Phillips especula que, na China, as tensões sociais talvez desempenhem um papel muito maior nos suicídios do que no Ocidente. As mulheres jovens representam uma parcela desproporcionalmente grande dos suicidas na China.
Phillips acredita que determinadas pressões sociais que quase não existem na Europa e nos EUA, como a obrigatoriedade de manter casamentos infelizes, de ocultar indiscrições sexuais, de conviver com sogras pouco amistosas ou os problemas de dinheiro -às vezes provocados por dívidas de jogos de azar, um passatempo muito popular na zona rural chinesa- podem se tornar intoleráveis.
Outros especulam que a política chinesa de controle de natalidade, que limita cada casal a ter um filho, e suas ramificações sociais, também possa agravar essas tensões. Mas a ausência de dados não permite que se tirem conclusões.

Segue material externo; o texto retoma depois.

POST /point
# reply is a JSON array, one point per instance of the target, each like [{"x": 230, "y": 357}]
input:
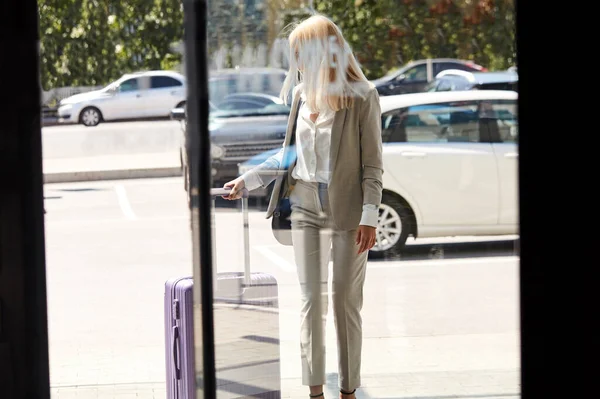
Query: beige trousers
[{"x": 314, "y": 240}]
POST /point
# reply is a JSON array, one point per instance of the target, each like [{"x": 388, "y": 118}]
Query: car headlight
[{"x": 216, "y": 152}]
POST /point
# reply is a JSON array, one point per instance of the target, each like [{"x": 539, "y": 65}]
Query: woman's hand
[
  {"x": 236, "y": 186},
  {"x": 365, "y": 238}
]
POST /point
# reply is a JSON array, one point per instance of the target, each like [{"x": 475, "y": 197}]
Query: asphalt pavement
[{"x": 439, "y": 322}]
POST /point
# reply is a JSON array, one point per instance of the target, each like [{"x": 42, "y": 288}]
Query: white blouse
[{"x": 313, "y": 143}]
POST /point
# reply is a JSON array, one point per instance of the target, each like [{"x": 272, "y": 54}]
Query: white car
[
  {"x": 450, "y": 166},
  {"x": 138, "y": 95}
]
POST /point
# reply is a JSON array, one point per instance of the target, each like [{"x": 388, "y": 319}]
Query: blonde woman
[{"x": 334, "y": 188}]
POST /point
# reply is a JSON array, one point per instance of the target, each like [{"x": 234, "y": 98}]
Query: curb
[{"x": 93, "y": 175}]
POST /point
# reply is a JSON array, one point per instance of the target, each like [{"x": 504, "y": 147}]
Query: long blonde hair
[{"x": 330, "y": 75}]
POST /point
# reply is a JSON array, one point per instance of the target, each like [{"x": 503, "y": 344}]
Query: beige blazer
[{"x": 356, "y": 161}]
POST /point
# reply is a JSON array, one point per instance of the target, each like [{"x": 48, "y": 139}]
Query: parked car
[
  {"x": 236, "y": 136},
  {"x": 450, "y": 166},
  {"x": 414, "y": 76},
  {"x": 453, "y": 79},
  {"x": 224, "y": 82},
  {"x": 148, "y": 94},
  {"x": 239, "y": 101}
]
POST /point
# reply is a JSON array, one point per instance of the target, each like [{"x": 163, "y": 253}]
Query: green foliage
[
  {"x": 385, "y": 34},
  {"x": 92, "y": 42}
]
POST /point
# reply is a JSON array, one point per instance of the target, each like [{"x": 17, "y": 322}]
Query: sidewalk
[{"x": 112, "y": 167}]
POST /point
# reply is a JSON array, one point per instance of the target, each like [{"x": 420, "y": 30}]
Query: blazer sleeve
[
  {"x": 371, "y": 148},
  {"x": 266, "y": 172}
]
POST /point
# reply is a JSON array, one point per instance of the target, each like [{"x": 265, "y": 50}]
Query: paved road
[
  {"x": 78, "y": 141},
  {"x": 440, "y": 322}
]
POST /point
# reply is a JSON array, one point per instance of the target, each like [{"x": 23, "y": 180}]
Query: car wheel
[
  {"x": 393, "y": 227},
  {"x": 90, "y": 116}
]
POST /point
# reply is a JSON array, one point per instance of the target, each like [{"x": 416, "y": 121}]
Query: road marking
[
  {"x": 107, "y": 221},
  {"x": 442, "y": 262},
  {"x": 276, "y": 259},
  {"x": 124, "y": 202}
]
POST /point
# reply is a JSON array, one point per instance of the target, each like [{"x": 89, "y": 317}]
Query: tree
[{"x": 92, "y": 42}]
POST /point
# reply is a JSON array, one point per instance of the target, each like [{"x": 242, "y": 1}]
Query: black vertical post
[
  {"x": 200, "y": 181},
  {"x": 24, "y": 370}
]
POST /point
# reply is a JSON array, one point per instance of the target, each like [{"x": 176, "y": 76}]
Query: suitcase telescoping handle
[{"x": 216, "y": 192}]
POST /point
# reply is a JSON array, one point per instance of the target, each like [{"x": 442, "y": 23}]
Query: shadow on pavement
[{"x": 456, "y": 250}]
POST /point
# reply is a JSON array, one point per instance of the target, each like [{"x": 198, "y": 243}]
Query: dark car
[
  {"x": 450, "y": 80},
  {"x": 238, "y": 101},
  {"x": 414, "y": 76},
  {"x": 236, "y": 136}
]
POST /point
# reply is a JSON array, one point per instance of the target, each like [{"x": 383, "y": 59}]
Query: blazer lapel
[{"x": 336, "y": 136}]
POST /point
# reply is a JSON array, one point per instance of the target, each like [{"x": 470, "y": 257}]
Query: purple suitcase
[{"x": 261, "y": 336}]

A infelicidade na família certamente parece pesar muito nos índices de suicídio de Xangai. Das 8.000 pessoas que telefonaram para o Disque-Saúde Mental da cidade num período de dois anos, a maioria queria falar de problemas com seus amantes e parceiros. Entre os não casados que telefonaram para o serviço, metade pediu ajuda para resolver problemas ligados a casos de amor.
Entre os casados, mais da metade disse estar tendo ``brigas conjugais e problemas de família''. Apesar disso, a visão de Phillips não se enquadra inteiramente na de outros especialistas.
Segundo Andrew Cheng, psiquiatra da Academica Sinica, em Taipé, Taiwan, que estuda o suicídio na ilha, dizer que os casos de depressão são mais raros na Ásia do que no Ocidente ou que as causas fundamentais de suicídio no Ocidente e no Oriente são diferentes é bobagem. E ele apresenta dados para justificar sua posição.
No início dos anos 90, Cheng estudou o suicídio em três grupos étnicos diferentes -duas populações nativas do Taiwan e os chineses da etnia han- no leste de Taiwan. Pelo menos 97% das pessoas que cometeram suicídio durante o período estudado tinham um histórico de doenças mentais, das quais as mais comuns eram depressão e alcoolismo.
Suas descobertas foram publicadas no ``Archives of General Psychiatry'', em 1995. ``Os antecedentes psiquiátricos do suicídio são os mesmos no Ocidente e no Oriente'', diz ele. Para decidir se ele ou Phillips tem razão, será preciso conseguir estimativas mais exatas sobre a extensão da depressão na China, além dos resultados do estudo de Pequim.
Ocidente e Oriente
Outro ponto de divergência entre Ocidente e Oriente é a escala relativa do suicídio na zona rural. Com índices de suicídios rurais três vezes superiores aos urbanos, pelo menos na China, o idílio rural parece não passar de mito. Em outro estudo baseado em Taiwan, Cheng constatou que as mulheres urbanas têm menos tendência a sofrer de depressão do que as rurais e argumentou que a idéia secular de que as cidades são nocivas à saúde mental é enganosa.
Mas, além das tensões sociais e da vida rural, existem outras explicações possíveis para os padrões de suicídio diferentes na China.
É possível que os altos índices nacionais de suicídio reflitam uma aceitação maior do suicídio na sociedade chinesa. O país tem uma história de suicídios honrados, e, segundo algumas interpretações do confucionismo, uma morte honrada é melhor do que uma vida sem honra. Mesmo assim, o budismo, de modo geral, não tolera o suicídio, e há vertentes do pensamento confuciano que tampouco.
Outra possibilidade é que talvez seja fácil demais cometer suicídio na China. Na zona rural, onde os índices são mais altos, o método mais comum de suicídio é o envenenamento com inseticidas, encontrados facilmente.
No Ocidente, os índices de suicídio caíram cada vez que um método testado e de eficácia comprovada deixou de ser facilmente utilizável -por exemplo, quando o gás obtido do carvão, altamente tóxico, deixou de ser usado na Inglaterra, sendo substituído pelo gás do mar do Norte.